Sure, the library creates it's own card stack and google is an external service; however if you design websites for a living you expect google to perform that functionality.
I mean, I designed a service where we wanted to make it easy to share private information, so we didn't use authorization. However I realized that if I wanted the data to be private I should use a suitably long non-consecutive random ID for the resource. If anyone is guilty of criminal misconduct, it's the person who designed this asinine system or the executive who allowed it to be used on the internet.
Hell, I'd go so far as to say that the fact that the exact same system is still being used across the US is a sign that the company who runs the system is criminally negligent.
I think that's a bit harsh. The documents at that URL were understood to be freely available to the public.
As I physical analogy, I'd think about it more as one of those restaurant straw dispensers. He got tired of pressing the button each time for a new straw, and instead opened the lid and grabbed a bunch out.
> It did, however, damage the privacy of various Canadian citizens.
Did it?
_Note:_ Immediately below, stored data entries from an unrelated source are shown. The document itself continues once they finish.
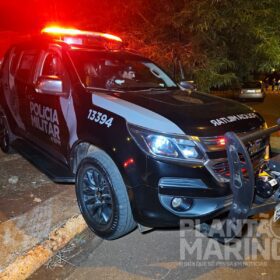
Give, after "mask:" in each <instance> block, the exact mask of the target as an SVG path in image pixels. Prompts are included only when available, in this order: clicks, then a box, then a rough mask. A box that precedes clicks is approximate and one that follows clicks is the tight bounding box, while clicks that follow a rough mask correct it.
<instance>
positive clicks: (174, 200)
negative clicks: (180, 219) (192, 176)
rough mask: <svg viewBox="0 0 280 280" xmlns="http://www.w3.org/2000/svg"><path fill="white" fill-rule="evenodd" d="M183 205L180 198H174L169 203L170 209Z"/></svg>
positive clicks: (181, 198) (174, 197)
mask: <svg viewBox="0 0 280 280" xmlns="http://www.w3.org/2000/svg"><path fill="white" fill-rule="evenodd" d="M182 203H183V199H182V198H181V197H174V198H173V199H172V201H171V206H172V208H174V209H176V208H179V207H180V206H181V205H182Z"/></svg>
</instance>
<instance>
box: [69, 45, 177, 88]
mask: <svg viewBox="0 0 280 280" xmlns="http://www.w3.org/2000/svg"><path fill="white" fill-rule="evenodd" d="M70 56H71V58H72V61H73V63H74V66H75V68H76V70H77V72H78V75H79V76H80V79H81V81H82V83H83V84H84V86H85V87H95V88H103V89H109V90H150V89H153V90H164V89H171V88H177V85H176V83H175V82H174V81H173V80H172V79H171V78H170V77H169V76H168V75H167V74H166V73H165V72H164V71H163V70H161V69H160V68H159V67H158V66H157V65H155V64H154V63H153V62H151V61H150V60H147V59H145V58H143V57H140V56H137V55H133V54H130V53H125V52H110V53H108V52H105V51H89V50H71V52H70Z"/></svg>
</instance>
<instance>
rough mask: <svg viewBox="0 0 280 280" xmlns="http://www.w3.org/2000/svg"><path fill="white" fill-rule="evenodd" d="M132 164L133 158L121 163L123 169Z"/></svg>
mask: <svg viewBox="0 0 280 280" xmlns="http://www.w3.org/2000/svg"><path fill="white" fill-rule="evenodd" d="M133 163H134V159H133V158H129V159H128V160H127V161H125V162H124V163H123V167H125V168H126V167H128V166H129V165H131V164H133Z"/></svg>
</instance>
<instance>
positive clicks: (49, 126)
mask: <svg viewBox="0 0 280 280" xmlns="http://www.w3.org/2000/svg"><path fill="white" fill-rule="evenodd" d="M264 128H265V122H264V119H263V118H262V117H261V116H260V115H259V114H258V113H257V112H255V111H253V110H252V109H250V108H249V107H247V106H245V105H242V104H240V103H238V102H235V101H230V100H226V99H223V98H219V97H214V96H211V95H208V94H204V93H200V92H198V91H190V90H187V91H186V90H183V88H181V87H180V86H178V85H177V84H176V82H175V81H174V80H173V79H172V78H171V77H170V76H169V75H168V74H167V73H166V72H165V71H164V70H163V69H161V68H160V67H159V66H158V65H157V64H156V63H154V62H153V61H151V60H150V59H148V58H146V57H144V56H141V55H139V54H137V53H135V52H133V51H130V50H127V49H125V47H124V44H123V42H122V40H121V38H119V37H117V36H114V35H111V34H104V33H97V32H89V31H81V30H76V29H63V28H55V27H52V28H46V29H44V30H43V31H42V34H40V36H38V37H36V38H32V39H31V40H27V41H25V42H21V43H18V44H15V45H13V46H11V48H10V49H9V50H8V52H7V53H6V55H5V57H4V61H3V65H2V68H1V92H0V145H1V148H2V150H3V151H5V152H9V151H11V149H14V150H17V151H18V152H20V153H21V154H22V155H23V156H25V157H26V158H27V159H29V160H30V161H31V162H33V164H34V165H35V166H37V167H38V168H39V169H41V170H42V171H43V172H45V173H46V174H47V175H48V176H49V177H50V178H51V179H52V180H53V181H55V182H62V183H63V182H68V183H69V182H73V183H74V182H75V184H76V194H77V201H78V204H79V207H80V210H81V213H82V215H83V217H84V219H85V221H86V222H87V224H88V226H89V227H90V228H91V229H92V230H93V231H94V232H95V233H96V234H97V235H98V236H100V237H102V238H105V239H116V238H118V237H121V236H123V235H125V234H127V233H128V232H130V231H132V230H133V229H134V228H135V227H136V225H137V224H139V225H142V226H146V227H152V228H154V227H174V226H178V225H179V221H180V219H182V218H192V219H201V220H205V221H207V220H210V219H212V218H214V217H217V216H218V215H220V214H221V213H224V212H226V211H228V209H229V207H230V206H231V204H232V191H231V188H230V184H229V178H230V172H229V165H228V161H227V156H226V148H225V144H226V143H225V137H224V134H225V133H226V132H227V131H234V132H235V133H237V134H238V135H246V133H248V132H254V131H258V130H262V129H264ZM248 152H249V154H250V157H251V159H252V162H253V163H254V168H256V170H257V169H258V168H260V167H261V166H262V165H263V164H264V163H265V157H266V156H267V152H268V137H263V138H261V139H258V140H257V141H255V142H251V143H250V145H248Z"/></svg>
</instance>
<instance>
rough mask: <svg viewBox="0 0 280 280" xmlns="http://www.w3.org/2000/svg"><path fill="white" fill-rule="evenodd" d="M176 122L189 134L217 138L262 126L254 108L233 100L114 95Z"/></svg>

I understand that the stupid contractor who put this data on the website did (potentially--but note that nobody is saying that anyone has actually suffered harm because of that data being accessible). But did the teenager who got this bomb dropped on him damage anyone's privacy? As I understand it, he downloaded the data, put it on his hard drive, and left it there; it never went anywhere else.
Can you please send me a copy of your last 3 tax returns? My email address is in my HN profile.
I don't know you have don't particularly care about your financial situation, so I'm not gonna read them or share them with anyone else. I'll just keep them on my hard drive.
> Can you please send me a copy of your last 3 tax returns?
Options:
A) Sure, here you go. Oh wait! I didn't mean to send you those. You tricked me and stole my information. I'm going to send 15 police officers round to arrest you and then you're going to prison for years.
A) is not comparable to the current situation because you are the one initiating the action. I can't stop you from sending me an email so it can't be a crime on my part if you do so.
No, you are initiating the action by requesting the file from me. You did request the file didn't you? Even though you should have known it wasn't public information?
That's not a correct counter argument, the information he got was understood to be public and there was no reason to expect or think there was any private information on there.
If the site had said "This site provides tax returns" then there would be reason to expect the files would contain private information.
The site in question gave no indication there would be private information in those files.
Also, technical nitpick, there are some countries where tax information is public so probably not the best thing to go with.
That may be so, but did he intend to damage their privacy? Probably not.
He can't be faulted for accidentally downloading some private information that was improperly mixed in with a bunch of public information that he was trying to download. He had no indication that the information he was retrieving was not supposed to be public.
In order to address that error, 15 police officers raided the kid's house.